American field hockey player

Adele Mears is an American former field hockey player. She played in college for the Old Dominion Lady Monarchs, where she co-captained two national championship teams and was a first-team All-American. In 2026, she was selected for induction to the Delaware Sports Museum and Hall of Fame.

==Biography==
Mears grew up in Lewes, Delaware. She attended Cape Henlopen High School in Lewes where she competed in field hockey, basketball and softball and was a top performer in each sport. Mears was a member of Cape Henlopen's field hockey team which compiled a record of 47–5 from 1976 to 1979. In Mears's senior year, the team went 16–0 with 15 shutouts, outscoring their opponents 63 to 2 while winning their first state title in the sport. Mears was named second-team All-Henlopen Conference in field hockey in 1977 and then first-team all-conference in 1978 and 1979. As a senior, she was considered the top defensive player in the state. Mears also was a top basketball player, earning honorable mention all-state honors at point guard as a junior and then second-team all-state as a senior when she helped Cape Henlopen to a 20–1 (Note: Listed in some sources as 20–1, others as 21–1.) record with a conference title. She was co-team captain of the 1979–80 basketball team. She graduated from high school in 1980. After high school, she signed to play college field hockey for the Old Dominion Lady Monarchs on a full scholarship.
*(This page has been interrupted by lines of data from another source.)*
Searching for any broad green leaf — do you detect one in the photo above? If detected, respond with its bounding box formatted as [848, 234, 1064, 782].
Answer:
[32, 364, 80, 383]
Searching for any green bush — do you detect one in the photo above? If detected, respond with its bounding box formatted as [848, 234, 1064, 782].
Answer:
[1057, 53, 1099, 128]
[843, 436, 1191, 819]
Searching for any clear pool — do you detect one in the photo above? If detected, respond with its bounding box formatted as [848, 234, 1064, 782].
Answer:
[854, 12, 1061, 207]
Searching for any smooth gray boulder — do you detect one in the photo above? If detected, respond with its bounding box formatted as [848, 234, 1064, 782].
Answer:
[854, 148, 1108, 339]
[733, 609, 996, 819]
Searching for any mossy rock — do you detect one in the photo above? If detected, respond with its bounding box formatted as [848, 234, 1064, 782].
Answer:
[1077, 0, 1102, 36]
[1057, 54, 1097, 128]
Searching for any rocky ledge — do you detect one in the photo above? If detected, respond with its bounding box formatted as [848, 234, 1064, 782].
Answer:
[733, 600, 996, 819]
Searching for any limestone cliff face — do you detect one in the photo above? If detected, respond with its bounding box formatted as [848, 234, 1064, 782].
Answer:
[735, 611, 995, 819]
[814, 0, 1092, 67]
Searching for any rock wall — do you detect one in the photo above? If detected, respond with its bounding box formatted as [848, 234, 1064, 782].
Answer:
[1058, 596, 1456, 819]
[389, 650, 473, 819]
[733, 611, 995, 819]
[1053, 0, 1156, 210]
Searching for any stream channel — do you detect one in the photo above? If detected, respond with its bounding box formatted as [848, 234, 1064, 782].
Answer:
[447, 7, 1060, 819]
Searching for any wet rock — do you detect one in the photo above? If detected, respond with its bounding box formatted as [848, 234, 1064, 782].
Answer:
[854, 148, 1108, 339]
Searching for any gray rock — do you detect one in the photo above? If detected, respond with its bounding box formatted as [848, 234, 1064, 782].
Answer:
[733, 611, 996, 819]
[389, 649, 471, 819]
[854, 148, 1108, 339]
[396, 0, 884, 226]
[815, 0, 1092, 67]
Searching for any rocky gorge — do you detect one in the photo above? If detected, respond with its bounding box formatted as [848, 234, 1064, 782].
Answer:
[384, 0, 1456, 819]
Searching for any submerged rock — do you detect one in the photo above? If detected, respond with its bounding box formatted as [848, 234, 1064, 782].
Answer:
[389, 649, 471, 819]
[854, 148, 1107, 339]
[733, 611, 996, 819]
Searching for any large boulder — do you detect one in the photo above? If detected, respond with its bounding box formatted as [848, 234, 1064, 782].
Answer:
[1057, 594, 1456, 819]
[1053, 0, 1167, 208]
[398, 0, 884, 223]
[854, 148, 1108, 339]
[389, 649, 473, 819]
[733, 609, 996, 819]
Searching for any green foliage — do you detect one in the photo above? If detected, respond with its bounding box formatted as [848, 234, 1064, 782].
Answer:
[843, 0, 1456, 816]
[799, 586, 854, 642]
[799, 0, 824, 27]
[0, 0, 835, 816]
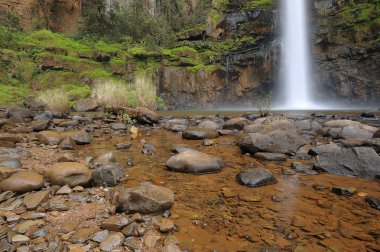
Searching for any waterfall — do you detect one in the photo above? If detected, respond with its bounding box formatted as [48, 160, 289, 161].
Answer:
[280, 0, 317, 110]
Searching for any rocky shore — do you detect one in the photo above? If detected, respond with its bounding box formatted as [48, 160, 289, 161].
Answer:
[0, 108, 380, 252]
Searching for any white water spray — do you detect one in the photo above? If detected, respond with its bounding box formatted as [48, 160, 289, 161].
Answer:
[281, 0, 318, 110]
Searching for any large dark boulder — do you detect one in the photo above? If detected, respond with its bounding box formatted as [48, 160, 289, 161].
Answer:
[166, 149, 225, 174]
[112, 182, 174, 214]
[314, 147, 380, 179]
[92, 163, 125, 187]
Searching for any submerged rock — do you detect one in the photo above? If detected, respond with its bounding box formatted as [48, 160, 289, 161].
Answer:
[237, 130, 306, 154]
[113, 183, 174, 214]
[46, 162, 92, 187]
[0, 171, 44, 192]
[314, 147, 380, 179]
[198, 120, 224, 130]
[236, 168, 277, 187]
[365, 197, 380, 210]
[254, 152, 287, 161]
[92, 163, 125, 187]
[89, 152, 116, 168]
[182, 128, 219, 140]
[166, 150, 225, 174]
[223, 117, 249, 130]
[309, 143, 341, 155]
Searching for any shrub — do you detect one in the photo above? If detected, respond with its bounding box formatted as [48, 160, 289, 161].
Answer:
[130, 75, 157, 109]
[39, 88, 70, 113]
[91, 79, 135, 108]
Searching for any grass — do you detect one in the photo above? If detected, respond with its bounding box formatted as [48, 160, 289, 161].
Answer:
[91, 79, 136, 108]
[38, 88, 70, 113]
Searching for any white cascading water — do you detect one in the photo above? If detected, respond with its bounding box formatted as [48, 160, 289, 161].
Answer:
[281, 0, 317, 110]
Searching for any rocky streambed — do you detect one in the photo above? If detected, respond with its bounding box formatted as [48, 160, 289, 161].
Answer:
[0, 108, 380, 251]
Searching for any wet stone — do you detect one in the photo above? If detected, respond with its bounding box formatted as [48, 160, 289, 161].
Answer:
[99, 232, 125, 251]
[24, 190, 50, 210]
[92, 163, 125, 187]
[254, 152, 287, 162]
[100, 216, 133, 231]
[46, 196, 70, 211]
[0, 171, 44, 192]
[236, 168, 277, 187]
[156, 219, 175, 233]
[115, 143, 132, 150]
[91, 230, 109, 242]
[121, 222, 138, 237]
[144, 235, 161, 248]
[113, 182, 174, 214]
[182, 128, 219, 140]
[166, 150, 225, 174]
[0, 158, 22, 168]
[331, 187, 356, 196]
[365, 197, 380, 210]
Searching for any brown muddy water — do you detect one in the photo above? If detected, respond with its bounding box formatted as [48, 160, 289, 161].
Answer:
[79, 122, 380, 251]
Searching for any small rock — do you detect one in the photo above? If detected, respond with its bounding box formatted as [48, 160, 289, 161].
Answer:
[156, 219, 175, 233]
[144, 235, 161, 248]
[0, 171, 44, 192]
[99, 232, 125, 251]
[365, 197, 380, 210]
[55, 185, 73, 195]
[331, 187, 356, 196]
[12, 234, 30, 242]
[236, 168, 277, 187]
[166, 150, 225, 174]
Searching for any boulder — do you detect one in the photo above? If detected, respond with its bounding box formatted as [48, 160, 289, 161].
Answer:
[314, 147, 380, 179]
[125, 107, 160, 124]
[0, 141, 16, 148]
[198, 120, 224, 130]
[8, 108, 32, 122]
[237, 130, 306, 154]
[75, 98, 99, 112]
[0, 158, 22, 168]
[166, 150, 225, 174]
[254, 152, 287, 161]
[92, 163, 125, 187]
[89, 152, 116, 169]
[46, 162, 92, 187]
[223, 117, 249, 130]
[309, 143, 341, 156]
[182, 128, 219, 140]
[113, 183, 174, 214]
[111, 123, 127, 130]
[340, 126, 373, 139]
[236, 168, 277, 187]
[37, 131, 62, 145]
[0, 147, 30, 159]
[372, 129, 380, 138]
[58, 137, 77, 150]
[58, 120, 79, 128]
[31, 120, 50, 132]
[324, 120, 378, 133]
[0, 171, 44, 193]
[63, 131, 92, 145]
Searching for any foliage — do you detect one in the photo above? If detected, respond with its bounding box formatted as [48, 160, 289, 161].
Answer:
[39, 88, 70, 113]
[91, 79, 135, 108]
[82, 0, 211, 48]
[123, 113, 133, 125]
[257, 92, 272, 117]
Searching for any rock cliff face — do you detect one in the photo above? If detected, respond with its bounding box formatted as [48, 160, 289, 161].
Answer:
[0, 0, 380, 109]
[156, 9, 281, 108]
[312, 0, 380, 106]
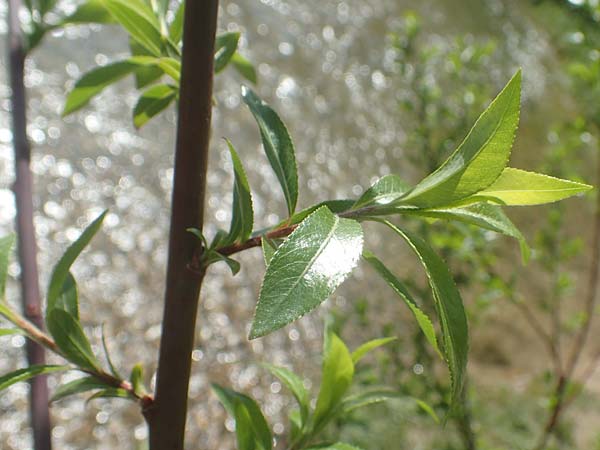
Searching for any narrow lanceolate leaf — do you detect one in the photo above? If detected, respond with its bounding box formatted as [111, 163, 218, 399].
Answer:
[468, 167, 592, 206]
[314, 330, 354, 430]
[103, 0, 163, 56]
[214, 32, 240, 73]
[399, 71, 521, 208]
[402, 203, 530, 262]
[231, 52, 258, 84]
[63, 60, 139, 116]
[0, 234, 15, 302]
[54, 272, 79, 319]
[227, 140, 254, 243]
[169, 1, 185, 44]
[341, 389, 403, 414]
[46, 211, 106, 319]
[385, 221, 469, 407]
[242, 86, 298, 216]
[46, 308, 100, 370]
[352, 337, 397, 365]
[60, 0, 114, 26]
[50, 376, 111, 402]
[0, 366, 70, 391]
[363, 251, 442, 356]
[263, 364, 310, 429]
[133, 84, 178, 128]
[212, 384, 273, 450]
[352, 175, 410, 209]
[250, 206, 363, 339]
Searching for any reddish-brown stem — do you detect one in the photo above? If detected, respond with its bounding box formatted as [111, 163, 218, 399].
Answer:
[8, 0, 52, 450]
[144, 0, 219, 450]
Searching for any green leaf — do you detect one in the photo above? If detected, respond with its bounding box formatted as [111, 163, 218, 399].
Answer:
[226, 139, 254, 243]
[0, 328, 27, 337]
[314, 329, 354, 432]
[0, 234, 15, 302]
[352, 337, 398, 365]
[242, 86, 298, 216]
[0, 366, 70, 391]
[85, 388, 130, 405]
[363, 251, 442, 356]
[48, 272, 79, 319]
[46, 211, 107, 321]
[46, 308, 100, 371]
[399, 70, 521, 208]
[169, 0, 185, 44]
[260, 236, 277, 266]
[50, 376, 110, 402]
[341, 389, 403, 414]
[63, 59, 140, 116]
[384, 221, 469, 407]
[59, 0, 114, 26]
[103, 0, 163, 56]
[214, 32, 240, 73]
[212, 383, 273, 450]
[262, 364, 310, 429]
[402, 203, 530, 262]
[352, 175, 410, 209]
[230, 52, 258, 84]
[133, 84, 178, 128]
[250, 206, 363, 339]
[473, 167, 592, 206]
[129, 364, 147, 397]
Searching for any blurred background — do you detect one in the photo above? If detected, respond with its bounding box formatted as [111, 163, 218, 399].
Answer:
[0, 0, 600, 450]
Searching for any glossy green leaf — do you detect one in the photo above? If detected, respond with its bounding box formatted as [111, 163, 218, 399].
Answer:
[103, 0, 163, 56]
[263, 364, 310, 429]
[169, 0, 185, 44]
[352, 337, 397, 365]
[60, 0, 114, 26]
[0, 234, 15, 302]
[50, 376, 110, 402]
[0, 328, 26, 337]
[46, 308, 100, 370]
[399, 70, 521, 208]
[54, 272, 79, 319]
[260, 236, 277, 266]
[250, 206, 363, 339]
[212, 383, 273, 450]
[133, 84, 177, 128]
[314, 330, 354, 431]
[352, 175, 410, 209]
[242, 86, 298, 216]
[230, 52, 258, 84]
[227, 140, 254, 243]
[468, 167, 592, 206]
[63, 60, 140, 116]
[341, 389, 403, 414]
[402, 203, 530, 262]
[385, 221, 469, 407]
[85, 387, 130, 404]
[214, 32, 240, 73]
[129, 364, 147, 397]
[0, 366, 70, 391]
[363, 251, 442, 356]
[46, 211, 107, 320]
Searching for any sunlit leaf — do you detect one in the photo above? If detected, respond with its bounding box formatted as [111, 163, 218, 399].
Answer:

Mears attended Old Dominion from 1980 to 1983, where she was a physical education major. She did not play for most of the 1981 season, her sophomore year, due to a tearing ligaments in her right knee. Mears, a center halfback, was then one of Old Dominion's top defensive players in 1982 and 1983 and served as co-team captain both years. She helped the 1982 team to a record of 20–1. At the 1982 NCAA Division I field hockey tournament, she scored the game-winning goal in overtime in a 4–3 win over the Penn State Lady Lions and then helped the Lady Monarchs to a 3–2 win over defending champion Connecticut in the finals to win the national title. As a senior in 1983, Mears helped Old Dominion to a record of 19–1 and their second consecutive national championship, a 3–1 win against Connecticut in triple overtime. She was selected a first-team All-American by the U.S. Field Hockey Association for her performance.

Cape Gazette writer Dave Frederick described Mears as "one of Cape's greatest athletes of all time". In 2026, she was selected for induction to the Delaware Sports Museum and Hall of Fame.